Life expectancy has increased in recent decades, driven by advances in medical sciences. Diseases which would drastically lower life expectancy previously are now successfully treated with multiple drugs. Older people tend to accumulate more life-long conditions and therefore take more prescription drugs. However, taking multiple drugs may not but without risk. Some can cause side effects which might be serious. These include drugs used to prevent heart disease, such as those used to lower blood pressure and cholesterol. One way to prevent possible harm could be to reduce the number of drugs prescribed in patients where the benefits of continued treatment may be outweighed by the harms. However, the harms and benefits of reducing these drugs in patients are currently unknown.
This proposal aims to use the information from the medical records from patients in the United Kingdom to establish which drugs used to prevent heart attacks and strokes are currently stopped in current routine practice. We will also examine what events preceded the decision to stop certain prescriptions, and what outcomes occurred after the prescription was stopped. We will focus on prescriptions that are used to prevent heart disease like those who treat high blood pressure, lower cholesterol, and blood thinners. Information gathered can be used to inform general practitioners who might benefit from stopping or reducing drugs used to prevent heart attack and stroke.
Accumulation of multiple long-term prescription drugs has led to so called polypharmacy, which can be specified as appropriate polypharmacy and problematic polypharmacy. Problematic polypharmacy, when multiple medications prescribed inappropriately or where the intended benefit of therapy is not met, is a risk factor to develop therapeutic related harm. This is particularly important for older individuals prescribed medications for cardiovascular disease prevention, where physiological changes and frailty may make them more susceptible to adverse drug reactions. Current guidelines therefore advise using clinical judgement when prescribing in older patients, and in some circumstances, consider reducing (stopping) medications which may cause harm. However, evidence to support this is currently lacking.
This study will examine the extent to which cardioprotective medication reduction (antiplatelets, anticoagulants, lipid-lowering, and antihypertensives) occurs in routine primary care practice. Furthermore, we aim to assess which patient characteristics predict medication reduction and examine the long-term safety and efficacy of cardioprotective medication reduction.
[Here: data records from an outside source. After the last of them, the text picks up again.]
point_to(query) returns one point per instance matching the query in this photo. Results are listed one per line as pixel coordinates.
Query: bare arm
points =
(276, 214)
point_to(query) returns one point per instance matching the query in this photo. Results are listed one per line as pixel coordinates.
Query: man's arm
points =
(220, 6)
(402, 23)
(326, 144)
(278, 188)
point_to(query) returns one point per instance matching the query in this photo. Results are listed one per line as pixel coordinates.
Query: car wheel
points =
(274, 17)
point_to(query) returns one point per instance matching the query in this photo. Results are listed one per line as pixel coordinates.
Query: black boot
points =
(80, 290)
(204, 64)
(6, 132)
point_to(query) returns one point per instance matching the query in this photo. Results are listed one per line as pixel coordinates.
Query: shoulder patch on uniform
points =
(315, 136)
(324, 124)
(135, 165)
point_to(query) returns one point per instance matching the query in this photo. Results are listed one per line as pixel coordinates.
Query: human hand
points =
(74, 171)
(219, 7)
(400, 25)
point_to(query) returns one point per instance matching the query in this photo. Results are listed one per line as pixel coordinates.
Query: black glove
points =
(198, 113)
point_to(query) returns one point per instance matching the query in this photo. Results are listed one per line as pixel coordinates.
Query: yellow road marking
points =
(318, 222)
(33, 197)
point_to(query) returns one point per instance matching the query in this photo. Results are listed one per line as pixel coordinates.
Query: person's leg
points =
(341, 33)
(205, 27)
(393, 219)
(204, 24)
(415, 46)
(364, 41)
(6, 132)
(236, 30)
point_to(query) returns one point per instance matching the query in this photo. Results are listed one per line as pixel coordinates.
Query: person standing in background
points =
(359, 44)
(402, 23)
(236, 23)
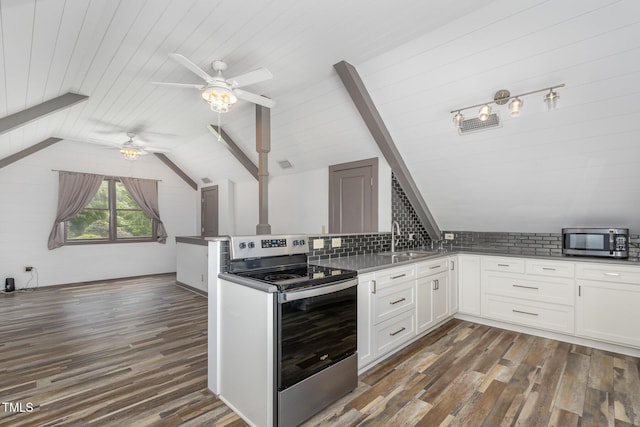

Aim 1: Develop and validate algorithmic approach to determine first routine cardioprotective medication reduction
Aim 2: Derive predictors of cardioprotective medication reduction from population characteristics using a matched case-control design (outcome is first cardioprotective medication reduction) with conditional logistic regression. Predictors will include patient characteristics, disease and treatment status, and lab parameters.
Aim 3: Determine the long-term safety and efficacy of cardioprotective medication reduction in an UK primary care population. A matched cohort study will be used where patients will be matched based on GP practice level. The exposure is the first incidence of cardioprotective medication reduction. The primary outcome will be all-cause hospitalisation, secondary outcomes will include major adverse cardiovascular events and drug-specific adverse events. A cox proportional hazards model will be used in order to examine the relationship between medication reduction and outcomes.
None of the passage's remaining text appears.